The case of Tom Garrett, 21, who was denied his $40 weekly unemployment compensation because he was detained for 24 hours at gunpoint by two criminals and therefore was not "available for work," rang a bell for others who are jobless.
Of course, Goodie [Note: Gov. Goodwin Knight--lrh] rushed in with a personal check, thereby earning more votes than he could have done in a dozen speeches, and goodie for him.
It was another instance of bureaucratic regulation being enforced to the point of silliness.
AN INGLEWOOD woman offers one more folder for the file. She was denied her check because, she was told, she hadn't made enough contacts.
"I am an aircraft assembler with many years' experience," she said yesterday, "and when there were jobs I always had one. I think things will roll again soon and I expect to go to work.
"But I think it's unfair to make an issue of looking for work when there isn't any," she continued. "Everywhere I go there are 'No Help Wanted" signs. Yet the bureau says I must go to these places and apply for a job.
"I have a 10-year-old daughter to support and of the $37 they reluctantly give each week they require me to burn up the little gasoline I can afford in what everyone knows is a futile search for work."
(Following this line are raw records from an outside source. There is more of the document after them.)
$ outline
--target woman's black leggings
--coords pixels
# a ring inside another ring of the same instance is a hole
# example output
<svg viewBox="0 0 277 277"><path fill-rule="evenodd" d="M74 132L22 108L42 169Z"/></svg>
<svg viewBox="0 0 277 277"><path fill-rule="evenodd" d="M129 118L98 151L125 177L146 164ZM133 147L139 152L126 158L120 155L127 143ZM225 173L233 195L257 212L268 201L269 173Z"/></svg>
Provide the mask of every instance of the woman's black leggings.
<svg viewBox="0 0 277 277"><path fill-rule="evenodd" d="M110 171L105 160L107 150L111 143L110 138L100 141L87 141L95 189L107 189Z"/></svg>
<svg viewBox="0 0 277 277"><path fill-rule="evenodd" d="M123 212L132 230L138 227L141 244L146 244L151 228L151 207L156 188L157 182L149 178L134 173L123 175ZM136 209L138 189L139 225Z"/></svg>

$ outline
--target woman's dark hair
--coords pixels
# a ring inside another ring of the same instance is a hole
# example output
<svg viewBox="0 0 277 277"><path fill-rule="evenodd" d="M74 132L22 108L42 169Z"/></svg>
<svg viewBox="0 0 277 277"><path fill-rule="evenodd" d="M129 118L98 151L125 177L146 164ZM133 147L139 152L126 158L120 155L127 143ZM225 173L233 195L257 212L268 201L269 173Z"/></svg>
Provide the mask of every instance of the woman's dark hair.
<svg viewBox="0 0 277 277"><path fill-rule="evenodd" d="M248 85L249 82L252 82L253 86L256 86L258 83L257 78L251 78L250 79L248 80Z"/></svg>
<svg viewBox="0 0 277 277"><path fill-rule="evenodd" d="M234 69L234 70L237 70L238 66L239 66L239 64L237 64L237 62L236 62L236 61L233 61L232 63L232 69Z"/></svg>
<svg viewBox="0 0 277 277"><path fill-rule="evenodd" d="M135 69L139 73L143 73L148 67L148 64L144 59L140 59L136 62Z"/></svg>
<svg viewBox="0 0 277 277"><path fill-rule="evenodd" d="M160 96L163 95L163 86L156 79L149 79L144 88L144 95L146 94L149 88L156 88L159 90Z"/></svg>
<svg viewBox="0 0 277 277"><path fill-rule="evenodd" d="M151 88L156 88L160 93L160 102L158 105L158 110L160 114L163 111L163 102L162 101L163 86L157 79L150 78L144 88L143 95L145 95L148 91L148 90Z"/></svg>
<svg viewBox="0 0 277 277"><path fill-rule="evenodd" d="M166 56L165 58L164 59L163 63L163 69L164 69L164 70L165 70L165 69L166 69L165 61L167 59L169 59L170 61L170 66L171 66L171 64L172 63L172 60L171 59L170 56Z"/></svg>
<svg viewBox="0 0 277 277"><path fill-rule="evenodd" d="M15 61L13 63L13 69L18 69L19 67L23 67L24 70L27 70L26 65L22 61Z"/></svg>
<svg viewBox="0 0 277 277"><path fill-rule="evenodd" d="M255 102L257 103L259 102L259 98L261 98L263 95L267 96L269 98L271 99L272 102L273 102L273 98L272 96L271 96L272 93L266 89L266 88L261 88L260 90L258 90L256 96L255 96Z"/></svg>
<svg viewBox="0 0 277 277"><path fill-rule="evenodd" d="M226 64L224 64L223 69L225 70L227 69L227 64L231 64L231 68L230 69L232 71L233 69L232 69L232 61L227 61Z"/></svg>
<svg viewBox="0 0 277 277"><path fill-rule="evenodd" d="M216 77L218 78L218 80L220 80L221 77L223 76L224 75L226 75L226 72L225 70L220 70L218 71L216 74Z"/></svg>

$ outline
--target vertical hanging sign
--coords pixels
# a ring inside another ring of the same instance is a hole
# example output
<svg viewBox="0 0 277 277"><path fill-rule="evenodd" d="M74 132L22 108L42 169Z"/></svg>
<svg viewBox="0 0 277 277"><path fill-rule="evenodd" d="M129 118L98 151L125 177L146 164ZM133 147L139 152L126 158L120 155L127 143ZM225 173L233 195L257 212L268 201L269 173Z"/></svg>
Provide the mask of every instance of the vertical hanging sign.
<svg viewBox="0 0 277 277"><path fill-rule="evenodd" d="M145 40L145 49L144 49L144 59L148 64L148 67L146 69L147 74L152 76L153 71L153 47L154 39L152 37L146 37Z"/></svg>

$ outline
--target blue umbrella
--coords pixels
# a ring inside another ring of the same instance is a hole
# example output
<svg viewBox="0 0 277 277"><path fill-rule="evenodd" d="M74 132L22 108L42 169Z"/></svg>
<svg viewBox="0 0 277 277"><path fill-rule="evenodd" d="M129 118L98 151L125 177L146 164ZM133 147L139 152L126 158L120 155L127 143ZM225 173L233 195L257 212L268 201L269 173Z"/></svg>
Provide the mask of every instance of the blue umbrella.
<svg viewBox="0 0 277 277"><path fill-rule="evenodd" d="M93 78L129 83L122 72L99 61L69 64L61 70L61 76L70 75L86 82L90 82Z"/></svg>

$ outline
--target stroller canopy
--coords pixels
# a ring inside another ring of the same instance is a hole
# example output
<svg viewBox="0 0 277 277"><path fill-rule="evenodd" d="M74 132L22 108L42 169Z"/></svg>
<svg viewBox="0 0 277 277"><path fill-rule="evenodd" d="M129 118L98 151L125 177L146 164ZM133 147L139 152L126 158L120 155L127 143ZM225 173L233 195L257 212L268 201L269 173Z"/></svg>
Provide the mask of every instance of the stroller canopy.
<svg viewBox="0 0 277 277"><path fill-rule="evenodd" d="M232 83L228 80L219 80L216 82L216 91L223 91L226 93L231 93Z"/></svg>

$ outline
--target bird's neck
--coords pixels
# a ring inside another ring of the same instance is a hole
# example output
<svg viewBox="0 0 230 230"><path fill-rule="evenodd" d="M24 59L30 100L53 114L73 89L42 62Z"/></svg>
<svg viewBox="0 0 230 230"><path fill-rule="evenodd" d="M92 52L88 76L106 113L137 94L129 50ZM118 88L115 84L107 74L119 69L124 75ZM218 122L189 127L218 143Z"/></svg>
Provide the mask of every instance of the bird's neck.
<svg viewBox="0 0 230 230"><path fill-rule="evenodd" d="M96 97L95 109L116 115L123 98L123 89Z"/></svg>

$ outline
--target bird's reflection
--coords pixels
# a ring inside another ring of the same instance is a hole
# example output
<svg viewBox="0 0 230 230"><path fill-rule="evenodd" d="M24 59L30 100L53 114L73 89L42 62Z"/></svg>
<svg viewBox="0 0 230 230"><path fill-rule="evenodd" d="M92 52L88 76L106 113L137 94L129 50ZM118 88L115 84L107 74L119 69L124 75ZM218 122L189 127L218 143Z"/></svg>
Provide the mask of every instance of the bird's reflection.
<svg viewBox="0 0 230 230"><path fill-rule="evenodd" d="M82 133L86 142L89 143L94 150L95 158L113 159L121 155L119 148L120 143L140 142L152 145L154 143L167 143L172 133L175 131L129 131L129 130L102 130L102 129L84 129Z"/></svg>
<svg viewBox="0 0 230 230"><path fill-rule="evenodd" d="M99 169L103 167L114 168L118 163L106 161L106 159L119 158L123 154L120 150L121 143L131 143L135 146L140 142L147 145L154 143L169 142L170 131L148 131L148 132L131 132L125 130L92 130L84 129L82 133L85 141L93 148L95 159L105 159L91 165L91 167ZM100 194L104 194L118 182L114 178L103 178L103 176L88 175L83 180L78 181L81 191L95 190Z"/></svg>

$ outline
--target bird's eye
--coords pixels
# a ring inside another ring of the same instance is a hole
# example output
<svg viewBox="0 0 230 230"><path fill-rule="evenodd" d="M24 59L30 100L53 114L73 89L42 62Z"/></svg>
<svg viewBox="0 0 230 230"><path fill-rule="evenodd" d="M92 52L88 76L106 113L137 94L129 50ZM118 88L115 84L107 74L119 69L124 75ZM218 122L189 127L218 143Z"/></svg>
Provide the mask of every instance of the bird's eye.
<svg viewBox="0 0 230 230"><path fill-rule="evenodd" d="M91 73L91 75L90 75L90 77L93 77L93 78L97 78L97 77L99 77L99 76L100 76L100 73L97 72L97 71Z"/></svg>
A PARTY OF out-of-state newsmen was brought here a few days ago on a briefing tour of Navy installations.
Each place they went, the newsmen, as is customary, were given a new set of admittance badges. This became annoying, particularly to C.W. Skipper of the Houston Post, and he did something about it.
Which is another way of stating that he went through the Point Mugu Missile Center with a cellophane badge proclaiming him a member of the Wheaties Space Patrol.
FOR HER Lincoln's Birthday assignment in El Centro School in South Pasadena last week, Laura Morgan, 9, wrote:
He didn't go to El Centro School
But Abe Lincoln was nobody's fool.
SPEAKING OF education or the lack of it, which almost everyone seems to be doing, a girl student at Belmont High went to the office to report the combination lock for her locker had been broken and to get a new one.
"How did you get it open all this time?" she was asked.
"Oh, I just left it open," she replied.
"Did you lose all your things?" she was asked.
"No, there wasn't anything in there but books."
THE WAY Bob Nathan tells it, a motion picture editor printed a letter from a reader blasting the film "Jayne Eyre." The letter said, "This is the worst movie I ever saw, a waste of time, effort and money."
A few days later a rebuttal letter was printed stating, ""That guy was all wrong. The picture was beautiful, tender, moving, truly a work of art. I liked it so much I saw it 79 times."
Two days later, the first correspondent was back. "Tell that fellow to go see it again," he wrote, "then he'll be an octoJaneEyreian."
LOOSE ENDS--For the first time within memory the streets around 1st and Hill were a sea of mud, washed down from newly made excavations ... Bill Lay of South Gate says "Maverick" goofed Sunday, showing a cattle drive in the late 1800s. In the herd were several Brahmas, introduced into the country in the late 1920s ... The agenda for the United World Federalists peace assembly in San Pedro Saturday, at which Actor Robert Ryan will appear, frankly lists "Buzz Sessions" for 2 p.m. ... Ted Argue postcards from Victorville that a hitchhiker heading east on Highway 66 carried a sign, "Give Me a Ride or I'll Vote for Him Again" ... John of Hawthorne asks why all the fuss because an airman stayed a week in a cage. "Let him spend Saturday night in the drunk tank over on Avenue 19," he says, "and he'll really have an experience" [Note: This refers to an isolation experiment intended to simulate spaceflight--lrh] ... Ray Southworth thinks people who keep saying "in the last analysis" should see a psychiatrist.